Iovera is an outpatient treatment that can be performed prior to knee surgery to help reduce pain during the critical weeks after surgery, or as a treatment for chronic pain due to osteoarthritis of the knee. Pain relief is immediate and can last up to 90 days, the release said.
Certified nurse anesthetists skilled in this new technique are able to deliver precise, controlled doses of cold through a portable, handheld device. This minimally invasive treatment is safe and causes no damage to surrounding tissues, the release said.
Because Iovera provides relief right at the pain site, there are no systemic side effects that are typically experienced with NSAIDs, narcotics, or other medications.
“Traditionally, opioid pain medications have been the first line of defense against chronic knee pain, both before and immediately after surgery, despite causing side effects that can detract from a patient's recovery experience,” said Lori Carruth, director of Surgical Services. “The Iovera system allows us to provide patients with an improved recovery after surgery by offering the latest, unique advances in pain management.

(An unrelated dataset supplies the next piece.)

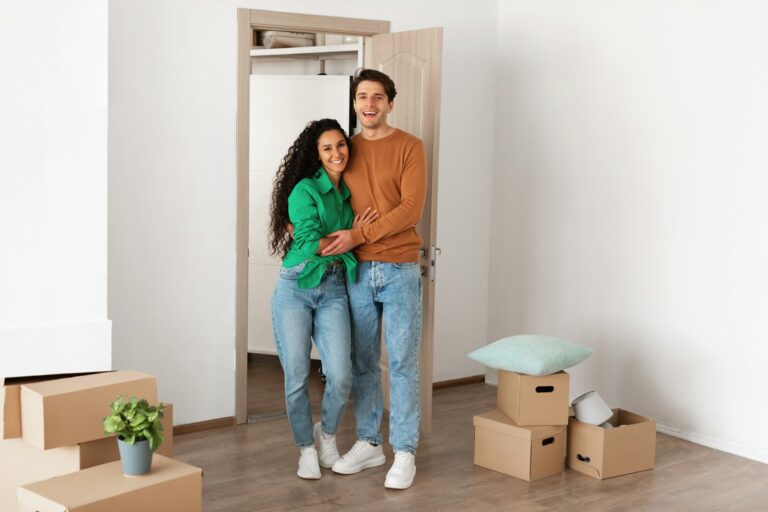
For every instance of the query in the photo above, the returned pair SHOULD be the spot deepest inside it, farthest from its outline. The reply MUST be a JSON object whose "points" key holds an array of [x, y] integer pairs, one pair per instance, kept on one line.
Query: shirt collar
{"points": [[325, 185]]}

It is important to note that Iovera does not treat the underlying cause of pain, the release said. The Iovera system is FDA-cleared to provide immediate and long-lasting relief of chronic and acute knee pain. It has been studied in clinical trials of patients prior to total knee replacement surgery and to treat the pain and symptoms of knee osteoarthritis. Only mild localized side effects have been observed, such as bruising, swelling, inflammation, redness or tenderness.